The DOC adds that the United States is relatively unusual in that it has no tariffs on steel but has had to impose antidumping or countervailing duty orders in over 150 cases, with 13 additional cases currently pending. The U.S. military often needs specialty steel alloys that require unusual production skills. As a result, the DOC states that a robust and healthy domestic steel production industry may be deemed necessary to guarantee military supply chains in the event of conflict.

As regards aluminium, a separate DOC fact sheet states that U.S. aluminium imports grew by 18 percent last year while domestic production declined by 47 percent. Of the eight aluminium smelters based in the United States at the beginning of 2016, seven have either shut down, reduced production or are idle. U.S. imports of mainland Chinese aluminium have grown briskly in recent years, including a 183 percent jump in imports of semi-fabricated aluminium during 2012-2015 as well as an increase from zero in 2004 to 22 percent currently in the share of the U.S. market held by imports of mainland Chinese aluminium foil.
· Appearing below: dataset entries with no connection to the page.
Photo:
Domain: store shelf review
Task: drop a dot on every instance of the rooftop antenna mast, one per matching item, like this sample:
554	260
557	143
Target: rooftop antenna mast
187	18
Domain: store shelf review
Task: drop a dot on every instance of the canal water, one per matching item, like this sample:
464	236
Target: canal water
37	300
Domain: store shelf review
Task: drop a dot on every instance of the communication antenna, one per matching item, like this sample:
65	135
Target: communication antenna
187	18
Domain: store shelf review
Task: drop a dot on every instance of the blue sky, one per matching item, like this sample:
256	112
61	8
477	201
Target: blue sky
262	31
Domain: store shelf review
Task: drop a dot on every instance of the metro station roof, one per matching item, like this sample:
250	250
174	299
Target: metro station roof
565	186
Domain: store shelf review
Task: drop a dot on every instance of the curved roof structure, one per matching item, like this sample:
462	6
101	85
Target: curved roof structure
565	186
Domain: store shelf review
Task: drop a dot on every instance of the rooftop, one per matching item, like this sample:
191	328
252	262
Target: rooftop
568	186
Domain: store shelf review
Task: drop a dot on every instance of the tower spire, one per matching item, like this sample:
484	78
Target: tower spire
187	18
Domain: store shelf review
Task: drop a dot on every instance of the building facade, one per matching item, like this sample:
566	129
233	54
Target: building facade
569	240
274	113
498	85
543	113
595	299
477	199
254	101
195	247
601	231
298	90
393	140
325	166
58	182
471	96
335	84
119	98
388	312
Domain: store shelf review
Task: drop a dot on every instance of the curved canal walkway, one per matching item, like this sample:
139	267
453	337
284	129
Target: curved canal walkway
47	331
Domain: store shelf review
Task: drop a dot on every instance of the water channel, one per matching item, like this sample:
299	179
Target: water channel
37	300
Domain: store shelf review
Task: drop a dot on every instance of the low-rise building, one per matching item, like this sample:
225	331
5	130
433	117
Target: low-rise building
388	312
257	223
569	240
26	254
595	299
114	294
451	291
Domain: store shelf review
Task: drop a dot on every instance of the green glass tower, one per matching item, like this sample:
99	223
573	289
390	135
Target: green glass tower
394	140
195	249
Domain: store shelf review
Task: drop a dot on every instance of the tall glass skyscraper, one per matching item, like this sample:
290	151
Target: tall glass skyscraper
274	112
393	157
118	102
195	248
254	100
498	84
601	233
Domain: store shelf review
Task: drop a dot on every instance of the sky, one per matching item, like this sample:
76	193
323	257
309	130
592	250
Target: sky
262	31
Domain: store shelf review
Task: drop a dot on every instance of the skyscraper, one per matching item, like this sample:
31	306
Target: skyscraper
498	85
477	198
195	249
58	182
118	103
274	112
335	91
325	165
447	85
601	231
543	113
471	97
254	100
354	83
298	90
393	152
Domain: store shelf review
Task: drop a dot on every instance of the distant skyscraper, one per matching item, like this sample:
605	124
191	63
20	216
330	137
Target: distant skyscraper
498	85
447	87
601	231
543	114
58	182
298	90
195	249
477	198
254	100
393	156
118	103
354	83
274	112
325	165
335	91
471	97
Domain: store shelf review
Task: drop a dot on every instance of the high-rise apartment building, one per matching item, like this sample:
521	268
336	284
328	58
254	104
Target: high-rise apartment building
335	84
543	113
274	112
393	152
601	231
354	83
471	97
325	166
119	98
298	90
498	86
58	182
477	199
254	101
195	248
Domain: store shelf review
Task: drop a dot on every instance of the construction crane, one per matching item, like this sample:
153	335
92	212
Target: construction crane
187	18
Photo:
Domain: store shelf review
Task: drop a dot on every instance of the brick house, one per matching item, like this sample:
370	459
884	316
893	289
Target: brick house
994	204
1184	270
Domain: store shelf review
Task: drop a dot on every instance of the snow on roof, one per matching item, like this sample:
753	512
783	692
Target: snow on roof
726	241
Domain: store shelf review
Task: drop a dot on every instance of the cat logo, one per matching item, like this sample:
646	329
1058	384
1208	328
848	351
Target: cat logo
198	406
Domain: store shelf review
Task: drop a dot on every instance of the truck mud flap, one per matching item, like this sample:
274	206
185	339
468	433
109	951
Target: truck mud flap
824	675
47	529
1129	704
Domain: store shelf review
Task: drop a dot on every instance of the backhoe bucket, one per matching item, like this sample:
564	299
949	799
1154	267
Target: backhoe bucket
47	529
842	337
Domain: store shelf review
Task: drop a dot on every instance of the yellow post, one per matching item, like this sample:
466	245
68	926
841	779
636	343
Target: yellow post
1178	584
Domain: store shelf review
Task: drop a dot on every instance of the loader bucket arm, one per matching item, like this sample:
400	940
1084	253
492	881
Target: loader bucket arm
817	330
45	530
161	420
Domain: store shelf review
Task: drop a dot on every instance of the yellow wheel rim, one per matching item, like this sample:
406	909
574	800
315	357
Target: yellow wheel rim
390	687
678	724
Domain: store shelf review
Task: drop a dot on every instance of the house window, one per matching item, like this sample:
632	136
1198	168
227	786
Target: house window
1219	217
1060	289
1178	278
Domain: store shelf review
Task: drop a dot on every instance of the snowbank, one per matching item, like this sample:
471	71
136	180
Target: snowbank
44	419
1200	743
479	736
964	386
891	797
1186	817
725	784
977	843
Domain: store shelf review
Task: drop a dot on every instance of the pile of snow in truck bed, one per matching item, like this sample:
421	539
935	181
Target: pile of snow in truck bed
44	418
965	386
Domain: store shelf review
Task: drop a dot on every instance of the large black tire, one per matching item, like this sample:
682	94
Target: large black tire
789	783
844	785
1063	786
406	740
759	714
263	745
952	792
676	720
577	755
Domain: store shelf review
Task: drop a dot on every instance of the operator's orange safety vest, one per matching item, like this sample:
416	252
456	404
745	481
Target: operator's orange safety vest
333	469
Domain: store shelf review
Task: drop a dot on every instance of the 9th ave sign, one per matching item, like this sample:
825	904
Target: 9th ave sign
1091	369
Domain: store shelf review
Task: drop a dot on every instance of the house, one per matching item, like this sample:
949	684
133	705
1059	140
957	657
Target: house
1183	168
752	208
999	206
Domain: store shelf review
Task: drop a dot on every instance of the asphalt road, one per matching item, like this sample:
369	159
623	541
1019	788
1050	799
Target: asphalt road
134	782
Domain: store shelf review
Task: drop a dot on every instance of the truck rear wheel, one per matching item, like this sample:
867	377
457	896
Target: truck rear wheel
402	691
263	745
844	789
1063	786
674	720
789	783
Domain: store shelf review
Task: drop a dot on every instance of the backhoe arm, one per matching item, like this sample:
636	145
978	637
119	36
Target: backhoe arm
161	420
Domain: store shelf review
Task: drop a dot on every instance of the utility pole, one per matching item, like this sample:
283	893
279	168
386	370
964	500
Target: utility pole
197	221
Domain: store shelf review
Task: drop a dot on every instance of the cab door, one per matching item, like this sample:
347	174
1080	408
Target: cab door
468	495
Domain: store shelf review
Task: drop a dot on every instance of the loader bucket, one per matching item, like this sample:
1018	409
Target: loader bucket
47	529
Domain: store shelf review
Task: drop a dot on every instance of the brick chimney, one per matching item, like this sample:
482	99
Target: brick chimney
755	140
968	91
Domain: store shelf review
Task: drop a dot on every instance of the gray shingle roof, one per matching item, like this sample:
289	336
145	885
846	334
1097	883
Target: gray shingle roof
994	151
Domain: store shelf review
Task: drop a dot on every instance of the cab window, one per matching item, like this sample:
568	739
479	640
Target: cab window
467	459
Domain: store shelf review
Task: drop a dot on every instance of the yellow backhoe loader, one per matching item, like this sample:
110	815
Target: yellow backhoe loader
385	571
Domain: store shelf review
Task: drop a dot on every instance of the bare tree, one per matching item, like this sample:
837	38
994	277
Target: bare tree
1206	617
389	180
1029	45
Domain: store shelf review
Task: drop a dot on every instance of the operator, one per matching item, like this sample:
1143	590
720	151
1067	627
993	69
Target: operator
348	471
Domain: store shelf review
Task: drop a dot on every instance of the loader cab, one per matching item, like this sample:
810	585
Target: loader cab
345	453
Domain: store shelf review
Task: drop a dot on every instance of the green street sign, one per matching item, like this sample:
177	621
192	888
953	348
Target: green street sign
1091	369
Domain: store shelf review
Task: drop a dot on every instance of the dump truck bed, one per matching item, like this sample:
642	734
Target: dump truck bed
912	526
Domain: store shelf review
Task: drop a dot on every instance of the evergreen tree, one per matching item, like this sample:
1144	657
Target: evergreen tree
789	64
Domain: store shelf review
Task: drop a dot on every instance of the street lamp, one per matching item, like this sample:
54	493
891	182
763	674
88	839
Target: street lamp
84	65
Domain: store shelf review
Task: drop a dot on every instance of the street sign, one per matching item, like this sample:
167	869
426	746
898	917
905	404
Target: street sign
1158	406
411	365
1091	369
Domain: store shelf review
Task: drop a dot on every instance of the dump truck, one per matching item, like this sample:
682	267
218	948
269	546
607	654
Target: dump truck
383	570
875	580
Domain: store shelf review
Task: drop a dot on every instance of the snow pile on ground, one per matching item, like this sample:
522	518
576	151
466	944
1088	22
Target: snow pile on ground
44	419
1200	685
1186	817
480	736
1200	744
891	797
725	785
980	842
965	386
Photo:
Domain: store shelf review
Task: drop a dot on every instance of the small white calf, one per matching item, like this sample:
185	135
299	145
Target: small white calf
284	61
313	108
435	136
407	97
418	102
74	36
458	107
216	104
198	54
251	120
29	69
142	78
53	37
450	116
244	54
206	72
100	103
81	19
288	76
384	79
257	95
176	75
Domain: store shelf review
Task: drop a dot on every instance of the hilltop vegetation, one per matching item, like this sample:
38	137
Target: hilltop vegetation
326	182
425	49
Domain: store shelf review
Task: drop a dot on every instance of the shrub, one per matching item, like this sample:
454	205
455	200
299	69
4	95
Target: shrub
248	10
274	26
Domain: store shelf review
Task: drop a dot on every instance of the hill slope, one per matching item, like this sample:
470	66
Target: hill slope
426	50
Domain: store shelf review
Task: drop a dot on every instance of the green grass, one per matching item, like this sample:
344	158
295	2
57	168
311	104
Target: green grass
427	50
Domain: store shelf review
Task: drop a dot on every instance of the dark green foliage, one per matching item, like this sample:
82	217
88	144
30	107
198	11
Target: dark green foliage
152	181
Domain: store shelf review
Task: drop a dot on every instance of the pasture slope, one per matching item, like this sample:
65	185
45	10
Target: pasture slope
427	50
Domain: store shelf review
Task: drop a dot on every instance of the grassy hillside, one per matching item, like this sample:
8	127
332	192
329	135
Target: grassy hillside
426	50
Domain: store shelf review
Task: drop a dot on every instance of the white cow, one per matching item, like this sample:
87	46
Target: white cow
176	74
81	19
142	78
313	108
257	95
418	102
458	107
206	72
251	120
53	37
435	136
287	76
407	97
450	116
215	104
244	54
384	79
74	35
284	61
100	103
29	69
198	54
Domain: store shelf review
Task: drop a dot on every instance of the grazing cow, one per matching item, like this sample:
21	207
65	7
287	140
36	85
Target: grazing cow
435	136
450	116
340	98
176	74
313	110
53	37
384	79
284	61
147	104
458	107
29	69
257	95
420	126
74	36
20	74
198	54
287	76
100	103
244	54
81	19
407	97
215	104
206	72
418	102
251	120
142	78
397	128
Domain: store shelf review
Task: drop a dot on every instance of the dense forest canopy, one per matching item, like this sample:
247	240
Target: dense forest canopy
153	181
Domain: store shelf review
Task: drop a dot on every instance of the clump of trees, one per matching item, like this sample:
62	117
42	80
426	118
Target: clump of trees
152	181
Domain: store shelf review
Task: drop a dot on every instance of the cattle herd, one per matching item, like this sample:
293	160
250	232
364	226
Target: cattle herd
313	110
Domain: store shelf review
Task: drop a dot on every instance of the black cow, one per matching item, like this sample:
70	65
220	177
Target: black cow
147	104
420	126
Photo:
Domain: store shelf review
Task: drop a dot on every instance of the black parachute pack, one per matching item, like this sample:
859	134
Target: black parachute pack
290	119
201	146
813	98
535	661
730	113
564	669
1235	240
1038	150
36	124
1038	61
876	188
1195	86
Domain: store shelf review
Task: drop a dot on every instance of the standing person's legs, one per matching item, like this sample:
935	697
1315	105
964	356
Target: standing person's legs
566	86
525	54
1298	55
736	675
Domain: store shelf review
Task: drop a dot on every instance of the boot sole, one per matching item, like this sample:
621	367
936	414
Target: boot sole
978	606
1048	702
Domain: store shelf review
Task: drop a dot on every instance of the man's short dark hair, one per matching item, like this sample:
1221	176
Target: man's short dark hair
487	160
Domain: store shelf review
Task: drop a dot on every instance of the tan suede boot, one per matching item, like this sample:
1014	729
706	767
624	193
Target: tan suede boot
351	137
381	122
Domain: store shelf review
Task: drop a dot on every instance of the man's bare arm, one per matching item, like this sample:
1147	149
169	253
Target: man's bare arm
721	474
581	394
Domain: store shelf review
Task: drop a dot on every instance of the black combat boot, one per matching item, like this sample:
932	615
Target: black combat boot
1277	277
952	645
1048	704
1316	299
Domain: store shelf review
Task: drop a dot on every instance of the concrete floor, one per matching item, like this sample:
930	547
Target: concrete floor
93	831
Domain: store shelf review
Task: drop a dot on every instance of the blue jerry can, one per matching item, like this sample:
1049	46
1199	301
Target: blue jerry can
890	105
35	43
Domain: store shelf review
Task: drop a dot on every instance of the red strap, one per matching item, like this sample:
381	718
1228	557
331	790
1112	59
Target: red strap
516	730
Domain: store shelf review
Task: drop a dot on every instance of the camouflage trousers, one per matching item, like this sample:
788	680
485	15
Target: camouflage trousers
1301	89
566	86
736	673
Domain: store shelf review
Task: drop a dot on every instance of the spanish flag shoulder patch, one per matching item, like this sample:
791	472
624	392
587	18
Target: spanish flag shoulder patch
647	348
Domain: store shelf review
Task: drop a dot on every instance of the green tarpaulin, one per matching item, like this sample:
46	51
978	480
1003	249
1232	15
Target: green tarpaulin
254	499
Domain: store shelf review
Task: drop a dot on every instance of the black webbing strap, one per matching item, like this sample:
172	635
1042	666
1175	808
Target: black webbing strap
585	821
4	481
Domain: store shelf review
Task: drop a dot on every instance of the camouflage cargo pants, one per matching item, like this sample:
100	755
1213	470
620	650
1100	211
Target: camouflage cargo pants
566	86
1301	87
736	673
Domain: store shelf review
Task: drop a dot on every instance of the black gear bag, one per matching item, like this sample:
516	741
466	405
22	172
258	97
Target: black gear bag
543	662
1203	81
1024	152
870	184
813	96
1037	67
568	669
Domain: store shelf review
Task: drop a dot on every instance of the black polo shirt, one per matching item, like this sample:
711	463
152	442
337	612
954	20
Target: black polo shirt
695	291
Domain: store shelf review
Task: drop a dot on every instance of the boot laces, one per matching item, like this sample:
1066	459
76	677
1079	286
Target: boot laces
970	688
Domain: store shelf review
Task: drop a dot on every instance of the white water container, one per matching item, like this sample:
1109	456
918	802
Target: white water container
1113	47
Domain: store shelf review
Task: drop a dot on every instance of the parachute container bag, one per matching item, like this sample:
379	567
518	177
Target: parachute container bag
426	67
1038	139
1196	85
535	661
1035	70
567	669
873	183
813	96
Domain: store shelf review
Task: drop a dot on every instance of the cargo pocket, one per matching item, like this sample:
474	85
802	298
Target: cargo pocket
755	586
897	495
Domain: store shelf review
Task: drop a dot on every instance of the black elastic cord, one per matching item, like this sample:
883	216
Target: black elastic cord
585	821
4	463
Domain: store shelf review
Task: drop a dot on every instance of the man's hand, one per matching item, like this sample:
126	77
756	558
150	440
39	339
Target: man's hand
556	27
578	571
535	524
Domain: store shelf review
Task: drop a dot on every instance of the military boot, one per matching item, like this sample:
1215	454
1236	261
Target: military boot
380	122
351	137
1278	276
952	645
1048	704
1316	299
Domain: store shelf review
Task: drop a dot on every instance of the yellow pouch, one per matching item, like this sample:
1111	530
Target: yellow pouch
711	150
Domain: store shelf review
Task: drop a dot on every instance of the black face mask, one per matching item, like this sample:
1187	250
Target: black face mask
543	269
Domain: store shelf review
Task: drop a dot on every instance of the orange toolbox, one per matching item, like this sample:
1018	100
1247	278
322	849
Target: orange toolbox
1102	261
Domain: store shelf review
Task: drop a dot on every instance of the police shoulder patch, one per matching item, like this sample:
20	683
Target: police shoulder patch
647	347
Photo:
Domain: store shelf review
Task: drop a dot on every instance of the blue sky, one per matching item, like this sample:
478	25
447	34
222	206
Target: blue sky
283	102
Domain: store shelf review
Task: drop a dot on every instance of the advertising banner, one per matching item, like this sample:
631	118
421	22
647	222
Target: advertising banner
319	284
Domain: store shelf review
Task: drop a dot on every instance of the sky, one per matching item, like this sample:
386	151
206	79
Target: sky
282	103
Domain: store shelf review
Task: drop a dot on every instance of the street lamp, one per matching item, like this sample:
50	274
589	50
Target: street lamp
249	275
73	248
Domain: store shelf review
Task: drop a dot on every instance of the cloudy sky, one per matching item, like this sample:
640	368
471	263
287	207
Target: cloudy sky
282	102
The domestic aluminium industry is pursuing various tactics aimed at combatting a range of unfair trade practices that are allegedly being pursued by mainland Chinese aluminium producers and exporters. For example, the industry is a strong supporter of the dispute settlement case launched by the United States at the WTO on 12 January 2017 involving allegations that Beijing provides illegal subsidies to certain producers of primary aluminium. The United States contends that mainland China ostensibly provides such subsidies through artificially cheap loans from banks as well as artificially low-priced inputs for aluminium production, such as coal, electricity and alumina. The United States argues that these subsidies have led to a chronic state of overcapacity that has in turn resulted in price-related and other harmful effects on a global basis. The industry also supports the on-going AD and CV investigations of mainland Chinese aluminium foil made from an aluminium alloy that contains between 92 and 99 percent aluminium.

Meanwhile, United Steelworkers, the largest industrial labour union in North America, is urging the Committee on Foreign Investment in the United States to reject the proposed acquisition of U.S. aluminium manufacturer Aleris Corporation by Zhongwang USA, a subsidiary of the mainland China-based Zhongwang International Group. The labour union stated in an 8 May letter to Treasury Secretary Steven Mnuchin that this transaction was recently withdrawn and then refiled to gain more time for CFIUS to review it. United Steelworkers contends, among other things, that if CFIUS approves the transaction mainland Chinese interests would acquire greater control over the aluminium industry and enhance their access to key technologies.